Entre los siglos XIII y XII a.C., en el Mediterráneo oriental, existía una amplio sistema de reinos conectados por fluidas redes comerciales que les habían procurado un inmenso desarrollo económico y cultural. Pero todo eso cambió en torno a 1200 a.C., un periodo marcado por una profunda crisis política y económica en el Egeo, el Mediterráneo oriental, Anatolia y Mesopotamia. En el lapso de unas pocas décadas se derrumbó Hattusa, capital de los hititas, cayeron Ugarit, Alepo y Biblos, ardieron los palacios micénicos y Troya fue arrasada. Solo Egipto resistió convirtiéndose en el dique de contención de esta debacle.

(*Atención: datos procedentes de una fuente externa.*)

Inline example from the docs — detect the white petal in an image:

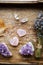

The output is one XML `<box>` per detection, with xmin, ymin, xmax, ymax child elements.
<box><xmin>20</xmin><ymin>18</ymin><xmax>28</xmax><ymax>23</ymax></box>
<box><xmin>27</xmin><ymin>42</ymin><xmax>34</xmax><ymax>51</ymax></box>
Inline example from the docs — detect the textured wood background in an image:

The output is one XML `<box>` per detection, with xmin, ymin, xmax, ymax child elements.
<box><xmin>0</xmin><ymin>0</ymin><xmax>38</xmax><ymax>3</ymax></box>
<box><xmin>0</xmin><ymin>8</ymin><xmax>43</xmax><ymax>64</ymax></box>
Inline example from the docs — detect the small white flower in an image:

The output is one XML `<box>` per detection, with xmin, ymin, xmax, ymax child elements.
<box><xmin>20</xmin><ymin>18</ymin><xmax>28</xmax><ymax>23</ymax></box>
<box><xmin>9</xmin><ymin>37</ymin><xmax>19</xmax><ymax>46</ymax></box>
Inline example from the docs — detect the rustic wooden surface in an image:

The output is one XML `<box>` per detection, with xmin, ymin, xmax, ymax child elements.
<box><xmin>0</xmin><ymin>0</ymin><xmax>38</xmax><ymax>3</ymax></box>
<box><xmin>0</xmin><ymin>8</ymin><xmax>43</xmax><ymax>64</ymax></box>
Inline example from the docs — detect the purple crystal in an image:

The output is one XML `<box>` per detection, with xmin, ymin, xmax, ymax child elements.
<box><xmin>0</xmin><ymin>42</ymin><xmax>12</xmax><ymax>57</ymax></box>
<box><xmin>19</xmin><ymin>42</ymin><xmax>34</xmax><ymax>55</ymax></box>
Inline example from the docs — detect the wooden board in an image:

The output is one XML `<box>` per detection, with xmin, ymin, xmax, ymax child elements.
<box><xmin>0</xmin><ymin>8</ymin><xmax>43</xmax><ymax>64</ymax></box>
<box><xmin>0</xmin><ymin>0</ymin><xmax>38</xmax><ymax>3</ymax></box>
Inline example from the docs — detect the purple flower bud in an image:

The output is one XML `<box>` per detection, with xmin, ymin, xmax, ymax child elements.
<box><xmin>19</xmin><ymin>42</ymin><xmax>34</xmax><ymax>55</ymax></box>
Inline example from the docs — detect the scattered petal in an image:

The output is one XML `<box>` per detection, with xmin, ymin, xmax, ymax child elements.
<box><xmin>20</xmin><ymin>18</ymin><xmax>28</xmax><ymax>23</ymax></box>
<box><xmin>17</xmin><ymin>29</ymin><xmax>26</xmax><ymax>37</ymax></box>
<box><xmin>14</xmin><ymin>14</ymin><xmax>19</xmax><ymax>20</ymax></box>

Durante mucho tiempo se creyó que las incursiones de estos pueblos fueron la principal causa del colapso de la Edad del Bronce, tal y como Nolan recoge en su película; pero esta teoría ha perdido fuerza con el paso de los años. Hoy en día mas bien se tiende a pensar que el colapso fue consecuencia de una tormenta perfecta en la que coincidieron terremotos, sequías, rebeliones y el hundimiento de distintos sistemas políticos y comerciales. Hay indicios paleoclimáticos de esa época que apuntan a una sequía prolongada que socavó el excedente agrícola, los intercambios comerciales y los ingresos del Estado. Megan Daniels, profesora de Cultura Material de la Antigua Grecia en la Universidad de Columbia Británica, sostiene que los Pueblos del Mar fueron al mismo tiempo una consecuencia y uno de los factores que contribuyeron a aquella crisis.
La denominación de Pueblos del Mar fue acuñada en el siglo XIX por el egiptólogo francés Emmanuel de Rougé para describir esas décadas de colapso y destrucción. A finales del siglo XIII o principios del XII a.C., en las aguas que hoy bañan la costa mediterránea desde de Turquía a Egipto, llegando hasta la costa este de Libia y, sobre ella, a Grecia, existía un amplio sistema de reinos interconectados muy prósperos, como los reinos minoico-micénicos en el Egeo, el imperio Hitita en la actual península de Anatolia, el gran reino de Egipto al sur, Ugarit y Canaan en el Levante mediterráneo y Asiria al este, en Mesopotamia. Sus pujantes ciudades fueron arrasadas en torno a 1200 a.C. cambiando la Historia y el mundo.
Las excavaciones y dataciones con carbono 14 permiten verificar que en efecto hubo una destrucción general por fuego y saqueo en el arco oriental mediterráneo y en un plazo corto en el tiempo. Esta política de tierra quemada podía ser por el acceso a alimentos y recursos, pero no por asentamiento, ya que la destrucción eliminaba toda opción de supervivencia a largo plazo en la zona, lo que les empujaría a seguir atacando una y otra vez hasta agotarse. Los Pueblos del Mar, siguiendo esta línea, serían pues una difusa y accidental amalgama de grupos humanos que, como un efecto dominó, se empujaban unos a otros sin pausa, constituyendo un círculo vicioso de muerte y destrucción.